Cybercrime is now a persistent and growing threat in Australia. In the past year alone, large-scale cyberattacks have exposed the personal data of millions of Australians, with breaches impacting sectors ranging from healthcare and financial services to major consumer and transport platforms.
New research from Cohesity shows that Australian organisations are now experiencing the highest rate of material cyberattacks globally. More than eight in ten (85%) businesses have reported a materially impactful cyberattack within the past 12 months, well above the global average of 54%. Alarmingly, 41% of these enterprises were repeat victims, demonstrating the escalating cyber threat and the urgent need for stronger cyber resilience strategies in Australia.
The scale of cyber risk
The business impact is severe. Almost all affected Australian enterprises (91%) report revenue loss following an attack, with a third losing up to 10% of annual revenue. Leadership teams also face intense scrutiny, with more than three-quarters of private organisations reporting board-level pressure to remove senior executives after a breach.
The business impact extends beyond financial fallout or regulatory pressure. More than 40% of organisations lost clients directly due to cyberattacks, with nearly one in ten losing over 15% of their customer base.
The cost of cyberattacks
Critical sectors like healthcare and financial services remain prime targets. Last year's attacks on major superannuation funds, including AustralianSuper and Rest, exposed thousands of member accounts, a reminder that even highly regulated institutions are not immune.
These examples expose a deeper problem: Australia's cyber resilience is not keeping pace with the threat. As artificial intelligence lowers the barrier to entry for cybercriminals and accelerates the scale of attacks, the risks facing organisations will only intensify. The question is no longer if a breach will occur, but how well businesses are prepared to respond.
The new playbook for cyber resilience
Cyber risk looks different for every industry, but the foundations of resilience are the same: reduce exposure, recover fast, and know your data. Yet many organisations are still underprepared. Cohesity research shows only 56% of Australian businesses are fully confident in their cyber resilience strategy, while more than half admit their recovery plans need testing.

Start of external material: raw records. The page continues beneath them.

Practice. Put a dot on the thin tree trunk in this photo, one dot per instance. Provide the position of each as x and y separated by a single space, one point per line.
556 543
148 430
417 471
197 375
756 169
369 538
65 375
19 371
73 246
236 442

Here is a simpler, more practical playbook for leaders.
1. Protecting data is the critical first step in reducing cyber risk, but many organisations struggle because you cannot secure what you cannot see. With data sprawling across cloud, SaaS, and on-premises systems, gaps appear. Businesses should consolidate data protection across environments to reduce complexity, close security blind spots, and limit the attack surface.
2. Ensure data is always recoverable. Backups are a prime target for attackers. To ensure data can be restored when it matters most, organisations must lock down backups with measures like immutability, access controls, and separation of duties. Fast, reliable recovery reduces downtime and removes leverage from ransomware groups.

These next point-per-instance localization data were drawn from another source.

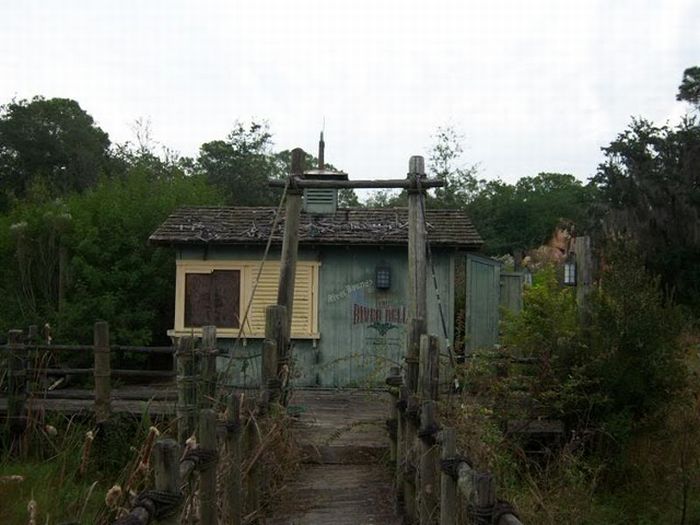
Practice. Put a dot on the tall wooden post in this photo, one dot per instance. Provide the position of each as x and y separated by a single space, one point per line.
233 499
33 356
428 380
584 272
276 323
165 458
208 353
207 477
102 372
417 252
186 389
429 367
448 486
288 259
429 460
16 382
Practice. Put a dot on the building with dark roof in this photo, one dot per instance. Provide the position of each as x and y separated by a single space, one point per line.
351 288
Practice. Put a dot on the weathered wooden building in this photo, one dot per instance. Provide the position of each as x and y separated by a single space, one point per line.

3. Detect and investigate threats. Cyber resilience is not just about recovery; it is about early warning. Regularly scanning backups and environments for malware or suspicious changes helps organisations spot threats sooner, validate data integrity, and respond before damage spreads.

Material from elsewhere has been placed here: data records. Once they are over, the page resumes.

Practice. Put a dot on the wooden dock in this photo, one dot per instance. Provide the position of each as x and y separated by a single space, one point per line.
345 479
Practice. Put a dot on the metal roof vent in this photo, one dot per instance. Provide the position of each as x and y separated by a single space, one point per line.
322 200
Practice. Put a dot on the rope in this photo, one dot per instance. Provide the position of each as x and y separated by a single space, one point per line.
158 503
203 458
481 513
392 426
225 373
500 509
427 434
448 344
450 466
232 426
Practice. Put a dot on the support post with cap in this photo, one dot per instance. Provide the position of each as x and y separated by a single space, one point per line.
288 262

4. Make identity resilience a key component of cyber resilience. Identity-based attacks such as credential theft have become a leading attack vector, and it is time for all organisations to prioritise identity resilience, a fundamental but often overlooked component of cyber resilience. When identity systems are compromised, the impact can be immediate, denying businesses access to critical digital infrastructures. Businesses should adopt a more comprehensive and modern approach that can proactively strengthen identity security posture, stop identity-driven attacks in real time, and accelerate recovery with confidence before, during, and after an attack.
5. Practise application resilience to ensure your organisation can effectively respond to and recover from cyber incidents. You would not run a fire drill for the first time during a fire. Organisations need to regularly practise cyber recovery so teams know exactly what to do under pressure. Automated recovery workflows and secure testing environments help businesses rehearse safely and confidently.
6. Optimise data risk posture. Not all data carries the same risk. By identifying where sensitive or regulated data lives, and how it is protected, organisations can assess impact faster during a breach, respond to regulators and customers with confidence, and reduce overall exposure.
Resilience is a mindset
Recovering from cyberattacks and ransomware can be challenging. Cybercriminals are constantly adapting, driven by financial gain, to breach systems and steal data. The primary goal should be to restore operations quickly while safeguarding both data and the brand's reputation.
There are established best practices that can help prevent data loss and streamline the investigation process. By basing incident response plans on concrete facts and data, the organisation can ensure it remains strong, adaptable, and ready for various challenges.
The goal is simple: restore operations quickly, protect customer trust, and remove the pressure to pay a ransom. With the right preparation, recovery becomes a business process, not a crisis.